Seit rund zehn Jahren gibt es das Konzept der Small Modular Reactors, aber wirklich viel passiert ist seither nicht und ich mache keinen Hehl daraus, dass ich nicht so recht an ihren Siegeszug glauben kann. das Ponton-Kraftwerk Akademik Lomonossow ist zurzeit das einzige seiner Art auf der Welt, das ich so bezeichnen würde und auch das wurde nicht als SMR geplant, sondern wird im Nachhinein so genannt, weil es sehr nahe am ursprünglichen Konzept ist. Manche Anlagen, wie der chinesische HTR-PM, werden oft dazugezählt, aber in meinen Augen ist die Bezeichnung von Kraftwerken der 300-MW-Klasse als SMR vor allem ein Werbeversprechen. Sie sind nicht modularer oder weniger modular als große Leistungsreaktoren, nur kleiner. Technisch modern, aber konzeptionell nicht unähnlich den Reaktoren der späten ersten und frühen zweiten Generation, die Ende der 1950er bzw. 1960er Jahre gebaut wurden. Vom eigentlichen Ziel der fabrikmäßigen Produktion einer Standard-Anlage im Sinne einer Package Unit sind sie weit entfernt. Wie wird es an dieser Front weitergehen?

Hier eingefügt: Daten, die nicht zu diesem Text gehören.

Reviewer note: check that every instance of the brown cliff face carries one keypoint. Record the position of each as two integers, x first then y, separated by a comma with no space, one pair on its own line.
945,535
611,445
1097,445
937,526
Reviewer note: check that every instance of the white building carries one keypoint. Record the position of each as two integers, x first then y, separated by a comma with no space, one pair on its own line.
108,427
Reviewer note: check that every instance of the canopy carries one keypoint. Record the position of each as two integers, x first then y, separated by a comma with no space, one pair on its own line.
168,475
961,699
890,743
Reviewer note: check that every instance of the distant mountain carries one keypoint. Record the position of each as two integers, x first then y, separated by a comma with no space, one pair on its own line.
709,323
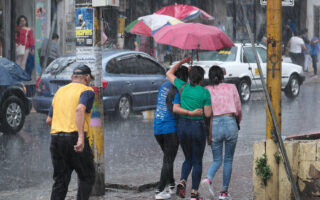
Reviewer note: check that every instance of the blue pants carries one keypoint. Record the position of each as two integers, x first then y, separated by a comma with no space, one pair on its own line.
192,138
224,131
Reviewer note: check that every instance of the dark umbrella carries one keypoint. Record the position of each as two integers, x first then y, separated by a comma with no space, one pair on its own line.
11,73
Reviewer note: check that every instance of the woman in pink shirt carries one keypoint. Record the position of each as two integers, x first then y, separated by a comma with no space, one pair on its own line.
224,128
24,36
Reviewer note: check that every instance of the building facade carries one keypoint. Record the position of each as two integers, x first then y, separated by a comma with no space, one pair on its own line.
305,14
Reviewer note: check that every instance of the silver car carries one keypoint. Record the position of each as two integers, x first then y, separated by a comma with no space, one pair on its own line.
131,80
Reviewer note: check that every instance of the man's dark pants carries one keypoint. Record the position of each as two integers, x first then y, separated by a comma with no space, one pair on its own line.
65,160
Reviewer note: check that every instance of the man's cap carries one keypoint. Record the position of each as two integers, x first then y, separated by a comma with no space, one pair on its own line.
83,70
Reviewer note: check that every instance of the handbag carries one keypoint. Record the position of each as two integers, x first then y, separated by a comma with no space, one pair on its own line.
21,49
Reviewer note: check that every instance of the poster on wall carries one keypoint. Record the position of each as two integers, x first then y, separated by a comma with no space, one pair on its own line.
84,26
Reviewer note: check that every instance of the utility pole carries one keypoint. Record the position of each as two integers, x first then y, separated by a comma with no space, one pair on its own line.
12,30
274,58
88,51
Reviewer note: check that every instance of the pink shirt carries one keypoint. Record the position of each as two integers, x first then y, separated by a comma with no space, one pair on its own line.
225,99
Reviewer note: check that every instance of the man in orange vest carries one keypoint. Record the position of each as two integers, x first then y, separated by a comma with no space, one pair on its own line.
69,117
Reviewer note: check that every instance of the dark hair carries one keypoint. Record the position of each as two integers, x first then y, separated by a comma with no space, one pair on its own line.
20,17
215,75
55,36
196,75
181,73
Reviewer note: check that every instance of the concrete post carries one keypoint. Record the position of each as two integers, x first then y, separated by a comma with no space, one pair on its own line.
274,35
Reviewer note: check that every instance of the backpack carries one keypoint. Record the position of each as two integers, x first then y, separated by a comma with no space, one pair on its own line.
170,97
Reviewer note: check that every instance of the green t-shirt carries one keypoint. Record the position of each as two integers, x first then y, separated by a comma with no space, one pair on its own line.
193,97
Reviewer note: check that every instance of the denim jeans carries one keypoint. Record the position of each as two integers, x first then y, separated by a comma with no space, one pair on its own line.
169,145
65,160
192,139
224,131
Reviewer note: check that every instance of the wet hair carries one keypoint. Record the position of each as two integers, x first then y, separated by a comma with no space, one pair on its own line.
20,17
181,73
55,36
215,75
196,75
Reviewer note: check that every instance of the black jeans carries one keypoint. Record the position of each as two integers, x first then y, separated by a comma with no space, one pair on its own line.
192,139
314,64
65,160
169,145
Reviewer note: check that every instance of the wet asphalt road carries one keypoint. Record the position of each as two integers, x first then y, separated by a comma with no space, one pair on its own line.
132,155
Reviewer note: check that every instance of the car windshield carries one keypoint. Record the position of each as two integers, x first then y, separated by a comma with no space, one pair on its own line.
227,54
59,65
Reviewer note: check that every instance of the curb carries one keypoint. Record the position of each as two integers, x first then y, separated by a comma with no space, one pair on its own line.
140,188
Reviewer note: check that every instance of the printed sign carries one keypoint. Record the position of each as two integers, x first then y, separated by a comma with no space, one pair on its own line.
284,2
84,26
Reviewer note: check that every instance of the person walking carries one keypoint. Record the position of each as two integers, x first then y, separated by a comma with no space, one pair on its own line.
224,123
54,51
307,56
191,129
315,48
295,47
165,130
69,117
24,41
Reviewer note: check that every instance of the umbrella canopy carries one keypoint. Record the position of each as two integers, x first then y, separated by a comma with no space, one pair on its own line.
11,73
193,36
149,24
184,12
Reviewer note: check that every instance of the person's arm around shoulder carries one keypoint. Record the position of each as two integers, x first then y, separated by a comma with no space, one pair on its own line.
207,104
179,110
171,71
85,105
237,103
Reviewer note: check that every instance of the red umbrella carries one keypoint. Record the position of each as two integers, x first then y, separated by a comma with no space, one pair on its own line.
184,12
193,36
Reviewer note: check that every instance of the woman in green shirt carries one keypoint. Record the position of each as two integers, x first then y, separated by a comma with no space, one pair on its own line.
191,129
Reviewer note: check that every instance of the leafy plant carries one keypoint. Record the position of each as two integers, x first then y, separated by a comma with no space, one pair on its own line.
263,169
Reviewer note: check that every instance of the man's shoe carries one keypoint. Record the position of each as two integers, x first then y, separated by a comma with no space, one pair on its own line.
206,189
224,195
163,195
172,188
181,189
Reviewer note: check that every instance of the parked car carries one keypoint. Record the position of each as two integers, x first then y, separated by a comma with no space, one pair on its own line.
241,69
14,106
130,81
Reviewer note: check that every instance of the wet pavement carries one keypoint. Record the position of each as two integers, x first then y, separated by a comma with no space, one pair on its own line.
133,158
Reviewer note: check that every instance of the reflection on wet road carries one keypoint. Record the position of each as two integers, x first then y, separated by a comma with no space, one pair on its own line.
132,154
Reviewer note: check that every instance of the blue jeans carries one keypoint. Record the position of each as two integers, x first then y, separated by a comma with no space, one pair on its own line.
224,131
192,139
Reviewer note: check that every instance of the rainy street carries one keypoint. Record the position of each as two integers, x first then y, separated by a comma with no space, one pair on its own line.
132,156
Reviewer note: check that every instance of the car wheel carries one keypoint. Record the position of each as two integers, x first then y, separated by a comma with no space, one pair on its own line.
293,87
244,90
124,107
13,114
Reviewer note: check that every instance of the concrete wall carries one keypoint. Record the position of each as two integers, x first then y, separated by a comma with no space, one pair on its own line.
304,158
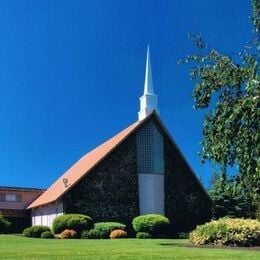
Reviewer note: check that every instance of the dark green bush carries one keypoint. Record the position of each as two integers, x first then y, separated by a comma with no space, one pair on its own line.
228,231
183,235
47,234
75,222
154,224
143,235
35,231
68,234
90,234
102,230
4,225
118,233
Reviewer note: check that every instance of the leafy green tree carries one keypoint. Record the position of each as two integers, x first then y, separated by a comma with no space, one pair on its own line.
229,88
229,198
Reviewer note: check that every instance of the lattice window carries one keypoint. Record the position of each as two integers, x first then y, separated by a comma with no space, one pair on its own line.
150,157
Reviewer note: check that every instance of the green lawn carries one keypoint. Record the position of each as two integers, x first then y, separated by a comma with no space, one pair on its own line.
18,247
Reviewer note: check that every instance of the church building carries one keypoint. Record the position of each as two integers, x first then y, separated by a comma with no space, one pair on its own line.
138,171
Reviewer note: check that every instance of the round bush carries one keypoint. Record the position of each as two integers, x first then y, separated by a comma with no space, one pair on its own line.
118,233
35,231
90,234
75,222
68,234
154,224
227,231
143,235
103,229
47,234
4,225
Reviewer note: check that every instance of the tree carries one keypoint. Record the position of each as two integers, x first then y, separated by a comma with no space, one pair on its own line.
229,198
231,131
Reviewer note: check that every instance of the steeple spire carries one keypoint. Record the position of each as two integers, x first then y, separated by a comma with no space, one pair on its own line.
148,83
148,101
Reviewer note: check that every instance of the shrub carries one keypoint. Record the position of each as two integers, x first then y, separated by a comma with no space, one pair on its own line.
143,235
47,234
4,225
154,224
103,229
76,222
183,235
227,231
118,233
90,234
35,231
68,234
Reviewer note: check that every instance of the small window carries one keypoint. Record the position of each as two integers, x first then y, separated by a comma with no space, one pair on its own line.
10,197
2,197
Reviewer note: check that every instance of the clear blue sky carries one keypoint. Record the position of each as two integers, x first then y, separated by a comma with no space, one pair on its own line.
71,73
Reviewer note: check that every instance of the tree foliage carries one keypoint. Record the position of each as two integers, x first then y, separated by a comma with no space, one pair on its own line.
229,87
229,198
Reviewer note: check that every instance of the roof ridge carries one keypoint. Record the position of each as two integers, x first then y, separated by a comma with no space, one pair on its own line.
85,164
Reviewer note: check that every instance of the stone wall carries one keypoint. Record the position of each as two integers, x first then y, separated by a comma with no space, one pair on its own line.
110,191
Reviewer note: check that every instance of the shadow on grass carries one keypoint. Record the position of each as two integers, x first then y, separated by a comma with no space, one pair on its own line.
255,248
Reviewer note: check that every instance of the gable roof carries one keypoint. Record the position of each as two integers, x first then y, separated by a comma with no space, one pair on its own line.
84,165
90,160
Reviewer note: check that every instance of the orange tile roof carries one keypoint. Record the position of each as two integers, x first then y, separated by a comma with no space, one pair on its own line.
83,166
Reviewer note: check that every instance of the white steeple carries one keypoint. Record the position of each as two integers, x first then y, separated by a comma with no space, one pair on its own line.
148,101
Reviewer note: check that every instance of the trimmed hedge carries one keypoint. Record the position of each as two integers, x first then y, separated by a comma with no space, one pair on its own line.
90,234
143,235
118,233
102,230
47,234
227,231
4,225
68,234
35,231
154,224
75,222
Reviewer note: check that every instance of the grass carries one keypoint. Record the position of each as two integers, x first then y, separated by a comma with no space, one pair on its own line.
18,247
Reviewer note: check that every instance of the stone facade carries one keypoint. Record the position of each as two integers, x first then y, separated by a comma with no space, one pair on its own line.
110,191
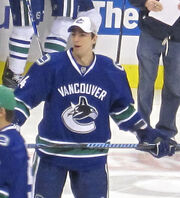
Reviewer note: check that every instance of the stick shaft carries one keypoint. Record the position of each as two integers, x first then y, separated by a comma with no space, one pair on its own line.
121,32
36,33
94,146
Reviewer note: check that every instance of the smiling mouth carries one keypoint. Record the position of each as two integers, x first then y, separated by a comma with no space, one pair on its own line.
77,46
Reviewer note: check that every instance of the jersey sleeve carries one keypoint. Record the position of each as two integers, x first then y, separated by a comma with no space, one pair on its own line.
123,111
34,88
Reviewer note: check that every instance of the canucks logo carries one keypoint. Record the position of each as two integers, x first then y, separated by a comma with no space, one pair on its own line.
80,118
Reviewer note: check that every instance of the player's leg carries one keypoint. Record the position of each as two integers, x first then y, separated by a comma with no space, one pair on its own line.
90,183
48,179
171,90
148,52
19,41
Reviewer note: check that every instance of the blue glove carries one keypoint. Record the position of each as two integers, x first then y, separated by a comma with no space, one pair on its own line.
164,145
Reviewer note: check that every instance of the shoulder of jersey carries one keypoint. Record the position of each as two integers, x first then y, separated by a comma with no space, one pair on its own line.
53,57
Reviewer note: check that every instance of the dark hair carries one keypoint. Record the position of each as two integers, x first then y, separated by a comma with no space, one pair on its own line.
9,115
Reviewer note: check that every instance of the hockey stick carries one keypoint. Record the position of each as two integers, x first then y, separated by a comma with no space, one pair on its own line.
142,147
36,33
121,31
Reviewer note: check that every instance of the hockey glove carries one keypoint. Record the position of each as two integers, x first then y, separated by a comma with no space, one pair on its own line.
164,146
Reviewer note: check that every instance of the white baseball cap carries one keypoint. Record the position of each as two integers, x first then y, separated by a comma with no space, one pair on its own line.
85,24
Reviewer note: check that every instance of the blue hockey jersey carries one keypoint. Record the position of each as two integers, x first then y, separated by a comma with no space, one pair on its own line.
13,164
78,103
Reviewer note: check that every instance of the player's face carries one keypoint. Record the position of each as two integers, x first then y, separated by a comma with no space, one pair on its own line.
82,42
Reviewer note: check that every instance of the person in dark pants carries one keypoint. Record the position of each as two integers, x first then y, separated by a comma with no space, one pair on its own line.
13,154
156,39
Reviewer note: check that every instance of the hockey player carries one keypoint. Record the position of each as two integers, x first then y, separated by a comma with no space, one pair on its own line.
13,155
64,12
80,90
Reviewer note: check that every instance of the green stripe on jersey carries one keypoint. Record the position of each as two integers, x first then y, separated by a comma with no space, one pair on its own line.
21,50
69,151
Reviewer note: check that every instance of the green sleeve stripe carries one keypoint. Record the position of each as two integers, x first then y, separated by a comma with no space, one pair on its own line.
69,151
123,115
22,108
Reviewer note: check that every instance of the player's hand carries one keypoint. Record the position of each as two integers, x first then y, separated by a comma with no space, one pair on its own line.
164,146
153,5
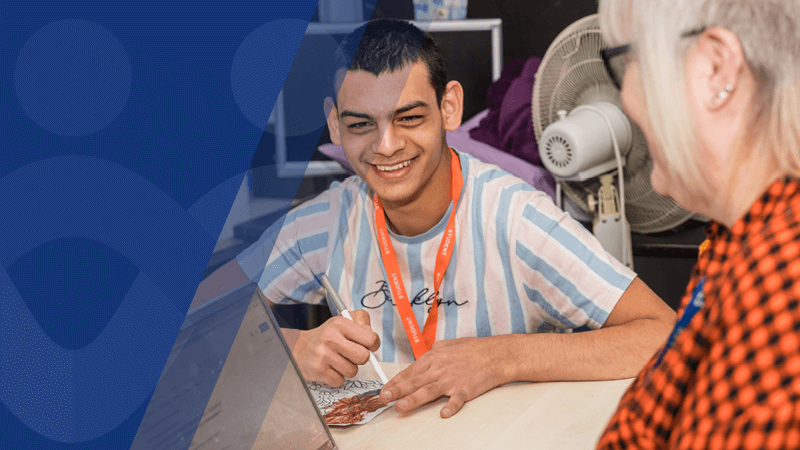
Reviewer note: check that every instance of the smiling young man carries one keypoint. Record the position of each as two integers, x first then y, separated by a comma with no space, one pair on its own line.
452,264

Eng mit der SMR-Entwicklung verknüpft ist das wieder aufblühende Interesse an Konzepten wie Thorium-Nutzung, Flüssigmetallkühlung, Salzschmelze-Reaktoren und gesteigerten Temperaturen. das Advanced Reactor Information System ARIS der IAEA weist neben den Druck- und Siedewasser-Reaktoren neun fortschrittliche Konzepte aus. Allesamt interessant, aber allesamt auch schon mal dagewesen und mit ihren ganz eigenen Herausforderungen behaftet. Zurzeit dominiert aus guten Gründen bei Neubauten mit weitem Abstand der Druckwasser-Reaktor. Wird sich daran in der nahen Zukunft (bis ca. 2035) etwas ändern?
Im Zuge der immer sichtbarer werdenden Konsequenzen des Klimawandels und vor allem im Kielwasser des russisch-ukrainischen Krieges und der Sorge um die Energieversorgung ist das Interesse an Kernkraftwerken in vielen Ländern deutlich gestiegen. Das Vereinigte Königreich und Frankreich haben unter den Europäischen Nationen die größten Ankündigungen gemacht und sie stehen damit beileibe nicht allein. An Ankündigungen ist die Geschichte der Kernenergie allerdings deutlich reicher als an realisierten Anlagen. Was wird, eingedenk der realen Kosten- und Terminüberschreitungen von Flamanville, Olkiluoto und Hinkley Point C, in zehn Jahren wirklich neu auf den Weg gebracht worden sein?